Patients can be proactive, too. If you’re going in for surgery, it’s a good idea to talk to your doctor about your blood clot risks and inquire about preventive measures.

OTHER RISK FACTORS (AND THE TRUTH ABOUT TRAVEL)—There’s a laundry list of other risk factors for blood clots, including aging, being overweight, smoking, using estrogen, physical trauma, cancer and family history. Pregnancy also increases the likelihood of clotting, pointing to the role those devil hormones can play. In Inkster’s case, the hormonal connection has been a double whammy: Her NuvaRing birth control device may have been part of the perfect storm that caused her DVT 13 years ago; more recently, when fertility treatments and an IVF pregnancy required nonstop hormone treatments, Lovenox was prescribed as a precautionary measure. “Anyone on hormone therapy needs to realize this can be a risk factor,” Inkster cautions. But as experts remind us, even those without obvious risk factors can brew a clot. “Anyone is potentially at risk,” says Kaiser’s Florio.

On the bright side, there’s this: Air travel, long ballyhooed as a major harbinger of DVTs, may not be as dangerous as we’ve been led to believe. “The idea that air travel, or any kind of travel, is a significant risk factor for blood clots is just not true,” says White, adding that “99.9% of people who travel never get a blood clot.” The bigger concerns, he says, are individual risk factors and physiology. “Maybe if it’s an older person with underlying conditions who never gets up for 13 hours—maybe that’s a scenario.” Still, he says, it’s important to get up and stretch routinely, especially on long flights, to counteract the immobility issue.

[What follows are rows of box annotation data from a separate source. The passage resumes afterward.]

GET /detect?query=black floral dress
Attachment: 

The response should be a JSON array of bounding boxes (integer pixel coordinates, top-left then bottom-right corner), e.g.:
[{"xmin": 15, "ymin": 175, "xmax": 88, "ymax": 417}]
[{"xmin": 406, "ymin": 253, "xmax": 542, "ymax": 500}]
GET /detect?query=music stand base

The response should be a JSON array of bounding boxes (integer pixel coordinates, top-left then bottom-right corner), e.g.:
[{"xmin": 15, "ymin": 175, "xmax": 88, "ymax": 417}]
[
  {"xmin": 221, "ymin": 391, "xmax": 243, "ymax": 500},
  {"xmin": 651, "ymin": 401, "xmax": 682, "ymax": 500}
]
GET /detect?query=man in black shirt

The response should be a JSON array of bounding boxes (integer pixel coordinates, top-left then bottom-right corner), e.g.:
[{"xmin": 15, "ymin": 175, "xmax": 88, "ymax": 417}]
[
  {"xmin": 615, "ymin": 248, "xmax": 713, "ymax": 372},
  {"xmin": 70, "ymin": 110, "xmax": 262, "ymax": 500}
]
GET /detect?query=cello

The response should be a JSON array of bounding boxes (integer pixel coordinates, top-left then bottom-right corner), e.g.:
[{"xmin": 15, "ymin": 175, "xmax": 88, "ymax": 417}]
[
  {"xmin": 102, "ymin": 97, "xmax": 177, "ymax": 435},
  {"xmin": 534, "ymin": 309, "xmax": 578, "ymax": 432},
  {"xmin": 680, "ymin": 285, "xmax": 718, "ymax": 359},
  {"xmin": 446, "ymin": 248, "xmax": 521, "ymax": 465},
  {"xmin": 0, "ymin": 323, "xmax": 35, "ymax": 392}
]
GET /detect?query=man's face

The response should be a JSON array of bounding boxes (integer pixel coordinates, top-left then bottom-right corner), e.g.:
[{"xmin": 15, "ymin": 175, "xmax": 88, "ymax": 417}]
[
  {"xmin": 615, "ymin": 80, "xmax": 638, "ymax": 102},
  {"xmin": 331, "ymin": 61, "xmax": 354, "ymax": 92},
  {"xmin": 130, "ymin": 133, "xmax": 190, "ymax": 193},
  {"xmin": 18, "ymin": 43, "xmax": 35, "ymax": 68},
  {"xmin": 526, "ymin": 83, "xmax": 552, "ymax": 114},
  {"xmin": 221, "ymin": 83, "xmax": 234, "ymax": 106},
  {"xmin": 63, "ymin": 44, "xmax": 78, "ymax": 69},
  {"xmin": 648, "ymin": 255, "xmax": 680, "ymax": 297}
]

THE COVID CONNECTION—Public interest in blood clots may currently be at an all-time high for a novel reason: COVID-19. The COVID/clot connection first reared its head with the Johnson & Johnson vaccine debacle of 2020, in which the vax was temporarily yanked off the market after six U.S. women developed clots. (The FDA and CDC subsequently deemed it safe and recommended its use.) The Oxford-Astra-Zeneca COVID vaccine has also been linked to clots.

But it’s the virus itself—not the vaccine—that poses the greatest threat of blood clots, says Dignity’s Singh, and the data back her up: According to the National Blood Clot Alliance, a review of several studies suggests COVID-19 patients have an overall blood-clotting incidence rate of about 14%; the number bumps up to an estimated 22% for the more serious cases in the ICU. Hospitalized COVID patients, especially those who require a ventilator or oxygen or who have severe pneumonia, are considered at greatest risk. “Being in the hospital, being immobilized, being sick—all of these factors are at play,” says Singh.

While a pandemic is one heck of a way to inspire interest in blood clots (they were around long before COVID arrived, after all), it’s raised awareness, and that’s a good thing, Singh says. “With or without COVID, DVT has had a high degree of mortality in our community, especially when it’s not recognized and treated and becomes something more severe, like a PE,” she says.

Educating the public, she says, is a big part of the solution.